Identity Management involves the management of your full-time employees and their access to information technology across your organization. This is important because of risks such as, shared accounts being compromised, improper access to applications and data. All risks lead to data leakage and potential computer system/application outages.

Password Manager

  • A password manager allows you as a business owner to control all access to system accounts and distribute them accordingly, this helps prevent passwords from being compromised and also helps with the “I forgot my password” issue that plagues most organizations.

Least Privilege

  • Least privilege is a way to provide access to a full-time employee to a computer system or application. This is more of ensuring only appropriate permissions are provided when full time employees are onboarded, every business should be asking their IT staff what access is being provided and ensure no other permissions is granted.

Internal Auditing

Internal auditing is a process that ensures all controls in place are working as expected and there isn’t any gaps from your understanding as a business owner and your technical and management staff. The following are controls and processes that should be in place that will help enforce all cybersecurity controls, discovering controls that are not in place and allowing you as a business owner to make decisions as your move forward.

Account Reviews

  • Account reviews is a business process that goes over all accounts that are used to access systems/applications, it is a great way to ensure least privilege and password manager is being used. All accounts that should have been removed will be discovered and inactive accounts could be removed.

IT System List

  • Keeping track of all your information technology systems/applications is a great way to ensure you are aware of what systems/applications your organization depends on and what systems are the most critical. Knowing your organization’s key systems/applications allows you to make decisions on protecting each of them according to their impact on the organization.

Risk Assessments

Identify critical business processes and their risks, this process involves the key department leaders to understand what business processes are performed to enable their organization to operate, from there your cybersecurity professionals can build controls to mitigate risks to those processes. As an example, if your organization is a fintech company, a risk is cardholder data leakage, your risk assessment will determine the likelihood and impact of a cardholder data leak and what controls should be in place to protect against such a risk.

Vulnerability Management

Simply put, vulnerability management is the process of discovering your computer system/application vulnerabilities.

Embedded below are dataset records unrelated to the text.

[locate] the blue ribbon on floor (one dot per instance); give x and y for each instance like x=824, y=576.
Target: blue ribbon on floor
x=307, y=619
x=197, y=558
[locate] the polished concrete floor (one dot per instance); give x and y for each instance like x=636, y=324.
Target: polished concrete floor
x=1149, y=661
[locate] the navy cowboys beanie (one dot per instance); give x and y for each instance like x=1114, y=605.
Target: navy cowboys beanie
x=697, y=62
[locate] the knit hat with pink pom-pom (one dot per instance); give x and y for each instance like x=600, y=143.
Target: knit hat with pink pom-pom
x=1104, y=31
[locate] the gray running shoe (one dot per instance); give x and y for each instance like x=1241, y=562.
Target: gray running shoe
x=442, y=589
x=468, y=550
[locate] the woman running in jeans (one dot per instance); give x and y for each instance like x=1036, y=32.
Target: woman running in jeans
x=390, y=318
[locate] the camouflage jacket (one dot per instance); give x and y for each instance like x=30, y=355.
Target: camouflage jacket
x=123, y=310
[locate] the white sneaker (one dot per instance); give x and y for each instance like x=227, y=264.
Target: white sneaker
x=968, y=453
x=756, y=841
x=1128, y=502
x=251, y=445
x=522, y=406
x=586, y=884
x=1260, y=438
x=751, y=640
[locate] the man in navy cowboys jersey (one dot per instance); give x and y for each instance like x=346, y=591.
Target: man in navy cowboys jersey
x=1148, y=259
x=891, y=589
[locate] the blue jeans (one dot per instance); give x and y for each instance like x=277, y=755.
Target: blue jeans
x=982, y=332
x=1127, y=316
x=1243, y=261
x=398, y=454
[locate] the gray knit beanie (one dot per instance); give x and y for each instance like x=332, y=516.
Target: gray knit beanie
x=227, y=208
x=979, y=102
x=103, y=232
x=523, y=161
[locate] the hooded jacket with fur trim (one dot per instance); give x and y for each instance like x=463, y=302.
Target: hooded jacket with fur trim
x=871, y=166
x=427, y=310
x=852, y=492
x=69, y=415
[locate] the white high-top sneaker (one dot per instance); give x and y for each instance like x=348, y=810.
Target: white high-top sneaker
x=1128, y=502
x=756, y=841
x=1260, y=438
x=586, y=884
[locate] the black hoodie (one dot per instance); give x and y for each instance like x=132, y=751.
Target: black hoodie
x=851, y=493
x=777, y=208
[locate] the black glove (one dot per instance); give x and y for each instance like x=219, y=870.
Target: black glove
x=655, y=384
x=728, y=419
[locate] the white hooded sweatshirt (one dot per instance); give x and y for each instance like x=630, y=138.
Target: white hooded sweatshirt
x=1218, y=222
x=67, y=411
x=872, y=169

Vulnerabilities are the door in which a cyber threat compromises your organization. The process of discovering, analyzing and patching/mitigating vulnerabilities is vulnerability management.

Bonus: Backups

Backups are critical to every business to ensure business resilience. Backups help reduce the impact of cyber attacks if they are successful, allowing your organization to recover quickly in an event of a cyber-attack. Be sure you encrypt your backups to protect yourself from ransomware infecting them.